# Taking care of business with a 10/22



## Darren (May 10, 2002)

"Gently" modded 10/22s used by the Israeli Defense Force. Big, bad and loud isn't always desirable.

http://www.rugertalk.com/The-plinker-went-to-war-The-IDFs-Ruger-10-22-Ruger-Talk.html


----------



## Veedog (May 4, 2015)

Quite the reflex can on there. And the scope they really dial for serious elevation. Wonder if they take out rock throwers in the knee with those things. I'll bet you only hear the action on that thing.


----------



## GREENCOUNTYPETE (Jul 25, 2006)

here is a good read on the subject http://www.ruger1022.com/docs/israeli_sniper.htm

initially the intended use was to take out the legs of key protesters in a less than lethal application when it was introduced in 1987 a ruger 10/22 fully suppressed with a 4x scope
budget issues stopped it's wide spread deployment ( this seems interesting to me because in 1987 you could buy a ruger for a hundred dollars , and a few hours machine time and you could have just such a rifle , yet the m16 had to cost near 800 dollars or more in 1987 dollars )

it them became a "hush puppy" used to take out noisy dogs before operations in an area 

it then saw use with protests again in 2000 but then underwent more leathaility testing after several protesters died from their injuries and was found to be much more lethal particularly in upper body hits than originally thought


----------



## mustangglp (Jul 7, 2015)

I wonder if they use the 60 gran SSS Aguila ammo I have some and it packs a punch for the noise level.
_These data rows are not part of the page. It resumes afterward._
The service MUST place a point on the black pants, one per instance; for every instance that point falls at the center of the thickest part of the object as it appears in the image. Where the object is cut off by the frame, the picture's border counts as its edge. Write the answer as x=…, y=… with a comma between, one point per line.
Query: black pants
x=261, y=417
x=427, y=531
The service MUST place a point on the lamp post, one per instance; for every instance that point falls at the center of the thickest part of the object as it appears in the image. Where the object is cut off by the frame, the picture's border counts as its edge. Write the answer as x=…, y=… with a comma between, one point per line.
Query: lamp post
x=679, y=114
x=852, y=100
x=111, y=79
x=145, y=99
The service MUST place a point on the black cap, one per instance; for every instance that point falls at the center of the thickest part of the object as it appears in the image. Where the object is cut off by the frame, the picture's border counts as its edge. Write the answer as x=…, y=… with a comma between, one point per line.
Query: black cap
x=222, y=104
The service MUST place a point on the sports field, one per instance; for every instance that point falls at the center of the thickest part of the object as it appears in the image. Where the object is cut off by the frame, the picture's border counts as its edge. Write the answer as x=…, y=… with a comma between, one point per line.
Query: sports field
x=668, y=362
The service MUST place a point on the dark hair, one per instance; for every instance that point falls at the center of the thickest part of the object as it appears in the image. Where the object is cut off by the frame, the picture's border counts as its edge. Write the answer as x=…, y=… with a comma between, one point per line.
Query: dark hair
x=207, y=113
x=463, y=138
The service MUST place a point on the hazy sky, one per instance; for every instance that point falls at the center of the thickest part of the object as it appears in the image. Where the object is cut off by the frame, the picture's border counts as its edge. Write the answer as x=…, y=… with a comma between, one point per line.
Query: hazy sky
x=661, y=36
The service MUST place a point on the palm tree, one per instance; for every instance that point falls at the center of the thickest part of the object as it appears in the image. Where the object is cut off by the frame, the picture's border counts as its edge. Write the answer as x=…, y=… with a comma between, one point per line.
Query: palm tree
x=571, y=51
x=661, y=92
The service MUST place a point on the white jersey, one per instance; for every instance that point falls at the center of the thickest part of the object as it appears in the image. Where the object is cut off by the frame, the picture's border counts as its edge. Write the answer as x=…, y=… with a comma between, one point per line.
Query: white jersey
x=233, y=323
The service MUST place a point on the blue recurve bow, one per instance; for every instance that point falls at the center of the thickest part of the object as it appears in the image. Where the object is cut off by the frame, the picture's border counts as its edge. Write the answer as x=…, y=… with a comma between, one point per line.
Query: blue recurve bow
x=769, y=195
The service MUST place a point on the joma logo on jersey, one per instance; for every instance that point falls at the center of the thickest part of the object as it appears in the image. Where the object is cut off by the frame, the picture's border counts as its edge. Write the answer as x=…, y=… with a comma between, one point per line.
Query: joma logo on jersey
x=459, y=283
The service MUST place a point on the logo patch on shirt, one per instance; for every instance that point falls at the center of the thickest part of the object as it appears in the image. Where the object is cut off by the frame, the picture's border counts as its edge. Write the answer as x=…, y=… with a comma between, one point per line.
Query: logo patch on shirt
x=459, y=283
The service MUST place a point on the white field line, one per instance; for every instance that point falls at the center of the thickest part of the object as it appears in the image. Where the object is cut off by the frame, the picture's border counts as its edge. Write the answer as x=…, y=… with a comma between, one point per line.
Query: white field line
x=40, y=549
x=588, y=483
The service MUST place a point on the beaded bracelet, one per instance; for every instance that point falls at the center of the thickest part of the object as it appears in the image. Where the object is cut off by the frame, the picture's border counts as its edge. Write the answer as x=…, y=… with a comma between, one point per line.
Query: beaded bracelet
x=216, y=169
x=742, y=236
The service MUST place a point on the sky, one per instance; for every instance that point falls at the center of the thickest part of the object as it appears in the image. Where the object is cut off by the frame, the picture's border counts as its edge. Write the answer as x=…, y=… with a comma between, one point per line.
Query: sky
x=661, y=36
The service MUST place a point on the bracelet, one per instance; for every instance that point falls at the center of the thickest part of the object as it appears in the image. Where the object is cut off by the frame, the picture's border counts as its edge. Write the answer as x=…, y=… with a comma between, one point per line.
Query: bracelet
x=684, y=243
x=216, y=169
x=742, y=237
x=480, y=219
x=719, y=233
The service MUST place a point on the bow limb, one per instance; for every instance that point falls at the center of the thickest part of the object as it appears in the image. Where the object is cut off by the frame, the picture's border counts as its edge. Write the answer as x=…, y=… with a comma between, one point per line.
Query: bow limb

It would be very handy for trouble makers out to a 100 yards or so .


----------



## alleyyooper (Apr 22, 2005)

And yet there are people that scoff at a 22lr as a concealed carry weapon. 

 Al


----------



## GREENCOUNTYPETE (Jul 25, 2006)

a little ballistic insight into why the 22lr seems so effective relative to it's size 

[ame]https://www.youtube.com/watch?v=WDvdjdzB_ro[/ame]

pay arrention to the solid 

these were moving at some very different velocities 1640 1420 , 1260 and 1240

the 1420fps hp at 40gr traveled the ideal fbi depth of more than 12 but less than 16 inches in gel the solid passed all the way through 16 inches of gel and lefte the most interesting wound cavity at about 6-10 inches this is where a round nose solid flips and continues through the rest of the block tail first in most cases 

a 22lr at near the muzzle is very similar balistically to a 223 at 650 yards 

these 22lr were shot from a rifle with a most likely 18 inch barrel they should be doing close to what the box velocity states with a little help from our friends at ballistics by the inch http://www.ballisticsbytheinch.com/22.html ,we can see that from a pistol with say a 3 inch barrel like the phenix hp-22 that retails for a hole 135 dollars locally they are likely to be doing around 900fps so sub sonic as depending on conditions the speed of sound is around 1100 fps yet likely to still make close to the 12 inches of penetration

this makes it lethal as it can easily reach vital organs so it is not to be taken lightly it's potential 

the other thing is often any gun will do as criminals do not like getting shot , it doesn't work well for them in their health plan 

is it likely to be an instant stop , probably not but most other pistol calibers don't produce instant stops either 

I wouldn't scoff at a 22 but it wouldn't be my ideal carry gun either , but if it is the biggest thing you can shoot accurate well and fast , carry on 

Mossad the Israeli version of the CIA used berretta tomcats http://www.beretta.com/en-us/21-a-bobcat/ in some of their covert operations , they were easy to acquire , small easy to conceal and were for very up close work 

if you can get holes both lungs nothing is long for the world without serious medical help fast, but a lot longer than you might hope if they are attacking you


----------



## Darren (May 10, 2002)

If nothing else some of the recent one shot defensive kills show how effective a smaller caliber 9mm & .380 can be close up. Trayvon Martin lost both lungs and his heart to one bullet.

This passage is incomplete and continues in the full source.